Generally you either prove it by induction.

(I was thinking you could prove it directly by squaring the more basic result of the sum of the first n integers:

Σi = (n)(n+1)/2 = 1 +2 + ... + n

but apparently you can't)

Inductive proof:

Assume Σi²_i=1_(n-1) = (n-1)(2n-1)(n)/6

Then Σi²_i=1_n = Σi²_i=1_(n-1) + n²

= (n-1)(2n-1)(n)/6 + n²

= [ (n-1)(2n-1)(n) + 6n² ]/6

= [ (n-1)(2n-1) + 6n ] * n/6

= [ 2n²-3n+1 + 6n ] * n/6

= [ 2n²+3n+1 ] * n/6

= (n+1)(2n+1)n/6

QED.

- yasiru89Lv 61 decade ago
Let me present something very general, never let people get away with induction as if they derived it,

consider,

f(n) = n^r .(n+1)^r - n^r .(n-1)^r -----(1)

f(1) + f(2) +...+f(n) = n^r .(n+1)^r

and the binomial theorem gives,

f(n) /2 = rC1.n^(2r-1) + rC3.n^(2r-3)+....
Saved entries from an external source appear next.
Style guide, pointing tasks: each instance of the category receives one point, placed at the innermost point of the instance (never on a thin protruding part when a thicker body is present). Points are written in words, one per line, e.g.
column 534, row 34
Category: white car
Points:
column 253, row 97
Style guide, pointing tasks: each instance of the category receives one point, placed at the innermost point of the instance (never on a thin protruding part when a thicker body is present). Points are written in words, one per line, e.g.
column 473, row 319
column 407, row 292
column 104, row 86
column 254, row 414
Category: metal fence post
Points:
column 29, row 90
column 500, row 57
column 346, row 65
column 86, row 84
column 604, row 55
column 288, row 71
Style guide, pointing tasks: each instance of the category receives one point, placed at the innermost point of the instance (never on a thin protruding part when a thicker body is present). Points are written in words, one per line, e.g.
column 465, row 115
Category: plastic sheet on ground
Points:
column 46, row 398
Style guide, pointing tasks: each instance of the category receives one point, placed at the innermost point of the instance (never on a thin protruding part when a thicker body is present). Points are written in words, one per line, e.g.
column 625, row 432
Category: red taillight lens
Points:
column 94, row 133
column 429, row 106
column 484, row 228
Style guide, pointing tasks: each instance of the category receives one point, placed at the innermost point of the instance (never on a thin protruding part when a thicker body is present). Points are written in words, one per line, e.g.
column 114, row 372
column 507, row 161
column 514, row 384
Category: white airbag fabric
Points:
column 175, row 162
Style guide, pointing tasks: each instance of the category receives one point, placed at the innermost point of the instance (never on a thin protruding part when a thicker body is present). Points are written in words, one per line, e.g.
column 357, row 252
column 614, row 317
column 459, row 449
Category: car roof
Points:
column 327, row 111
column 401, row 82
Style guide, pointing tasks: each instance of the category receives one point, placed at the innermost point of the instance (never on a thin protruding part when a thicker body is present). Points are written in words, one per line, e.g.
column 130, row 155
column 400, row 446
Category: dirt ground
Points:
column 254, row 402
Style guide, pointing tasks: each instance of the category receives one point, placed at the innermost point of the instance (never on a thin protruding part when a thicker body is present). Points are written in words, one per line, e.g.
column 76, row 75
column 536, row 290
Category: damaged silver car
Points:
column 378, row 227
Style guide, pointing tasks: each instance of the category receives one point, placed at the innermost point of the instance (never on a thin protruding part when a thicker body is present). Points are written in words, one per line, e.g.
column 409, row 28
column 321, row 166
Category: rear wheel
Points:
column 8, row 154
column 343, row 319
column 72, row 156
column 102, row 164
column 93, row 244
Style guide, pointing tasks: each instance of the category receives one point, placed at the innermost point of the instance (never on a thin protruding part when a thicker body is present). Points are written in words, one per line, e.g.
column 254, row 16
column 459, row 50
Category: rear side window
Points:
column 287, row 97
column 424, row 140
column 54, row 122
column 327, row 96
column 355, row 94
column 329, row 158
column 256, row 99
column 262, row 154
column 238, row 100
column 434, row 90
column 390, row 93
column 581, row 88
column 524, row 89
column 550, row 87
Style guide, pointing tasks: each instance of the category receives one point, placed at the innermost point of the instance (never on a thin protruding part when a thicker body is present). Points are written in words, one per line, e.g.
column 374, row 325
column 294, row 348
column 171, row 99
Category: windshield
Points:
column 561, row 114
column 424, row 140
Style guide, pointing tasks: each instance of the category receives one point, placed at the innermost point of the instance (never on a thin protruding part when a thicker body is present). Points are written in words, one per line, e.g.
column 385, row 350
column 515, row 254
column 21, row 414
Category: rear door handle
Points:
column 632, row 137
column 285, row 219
putting (n-1),(n-2),...,2,1 in succession for n and adding we have,

n^r.(n+1)^r /2 = rC1 S(2r-1) + rC3 S(2r-3) +...

where S(2r -k) is a sum of odd powers of integers.

substitute a suitable r and get S1,S2,etc.

Now find a similar relation for sums of even powers of integers, all you have to do is change a negative sign in (1)